Angkasa Pura 2

Dirjen Suroyo: 6 Ruas Tol Baru Sebaiknya Khusus Angkutan Umum

KoridorJumat, 1 Februari 2013
suroyo-edit

JAKARTA (beritatrans.com) – Dirjen Perhubungan Darat suroyo Alimoeso menyatakan setuju saja dengan pembangunan rencana pembangunan enam ruas jalan tol baru di Jakarta. Hanya saja, tol tersebut harus dipergunakan khusus untuk angkutan umum.

Enam ruas jalan yang diprediksi menelan biaya Rp 42 triliun itu ialah Kampung Melayu-Kemayoran (9,6 km), Semanan-Sunter lewat Rawabuaya Duri Pulo (22,8 km), Kampung Melayu-Duripulo lewat Tomang (11,4 km), Sunter-Pulogebang lewat Kelapa Gading (10,8 km), Ulujami-Tanah Abang (8,3 km), dan Pasar Minggu-Casablanca (9,5 km).

“Dengan memberikan kesempatan hanya kepada angkutan umum menggunakan jalan tersebut, maka pemerintah termasuk di dalamnya Pemprov DKI Jakarta, tetap terjaga kepedulian terhadap transportasi publik,” ujar Suroyo Alimoeso kepada beritatrans.com, Jumat (2/2/2013).

Dia mengingatkan pengguna jasa transportasi publik jauh lebih besar ketimbang pengguna kendaraan pribadi.
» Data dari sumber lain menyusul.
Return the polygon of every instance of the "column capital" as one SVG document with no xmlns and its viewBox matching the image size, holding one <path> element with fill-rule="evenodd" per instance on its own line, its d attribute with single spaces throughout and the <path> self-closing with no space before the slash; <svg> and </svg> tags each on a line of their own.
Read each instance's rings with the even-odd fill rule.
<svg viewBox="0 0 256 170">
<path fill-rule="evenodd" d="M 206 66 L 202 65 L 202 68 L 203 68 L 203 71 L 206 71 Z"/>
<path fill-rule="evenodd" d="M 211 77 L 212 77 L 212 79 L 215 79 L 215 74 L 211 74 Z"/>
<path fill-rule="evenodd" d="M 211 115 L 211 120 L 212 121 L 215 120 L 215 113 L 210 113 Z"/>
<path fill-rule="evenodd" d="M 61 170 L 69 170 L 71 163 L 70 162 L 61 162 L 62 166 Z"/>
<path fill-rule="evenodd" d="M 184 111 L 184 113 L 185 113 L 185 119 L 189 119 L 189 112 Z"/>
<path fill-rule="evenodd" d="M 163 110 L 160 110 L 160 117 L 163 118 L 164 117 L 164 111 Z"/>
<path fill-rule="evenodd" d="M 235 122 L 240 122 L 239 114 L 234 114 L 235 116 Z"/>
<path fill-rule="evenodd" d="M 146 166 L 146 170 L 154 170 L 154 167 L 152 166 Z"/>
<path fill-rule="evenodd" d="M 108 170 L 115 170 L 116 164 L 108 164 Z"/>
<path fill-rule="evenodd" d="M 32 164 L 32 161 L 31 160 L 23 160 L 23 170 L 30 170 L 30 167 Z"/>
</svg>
Selain itu, dengan menggunakan angkutan umum maka terjadi efisiensi dalam hal penggunaan BBM serta menekan tingkat kemacetan arus lalu lintas di Jakarta dan sekitarnya.

“Apalagi dengan dipermudahkan angkutan umum menggunakan jalan maka mobilitas logistik menjadi lebih lancar, yang pada gilirannya dapat menjaga pasokan kebutuhan sandang serta pangan, serta berpengaruh kepada stabilnya harga,” tegas dirjen.

Dalam konteks itu, dia menyatakan amat tidak sependapat dengan kebijakan Pemprov DKI Jakarta melarang truk dan kontainer melintasi jalan tol dalam kota pada jam-jam tertentu, dengan alasan menekan kemacetan arus lalu lintas.

Suroyo mengemukakan fakta memperlihatkan kemacetan tetap terjadi dan malah lebih parah. Hal ini karena pertumbuhan jumlah kendaraan amat pesat. Karena itu, semestinya Pemprov DKI Jakarta justru melarang pada jam-jam tertentu operasional kendaraan pribadi di jalan arteri dan tol.

“Saya menjamin sejuta persen, kalau jalan-jalan diprioritaskan kepada angkutan umum maka kemacetan pasti hilang. Jalanan lancar selancar-lancarnya,” cetusnya.

TAK ANTI
Keberpihakan terhadap angkutan umum itu, dia menegaskan bulan berarti dirjen anti terhadap kendaraan pribadi. “Sama sekali saya tidak anti. Silakan miliki sebanyak-banyaknya kendaraan pribadi. Tetapi mohon jangan setiap hari dipakai. Silakan gunakan angkutan umum,” tuturnya.(aw).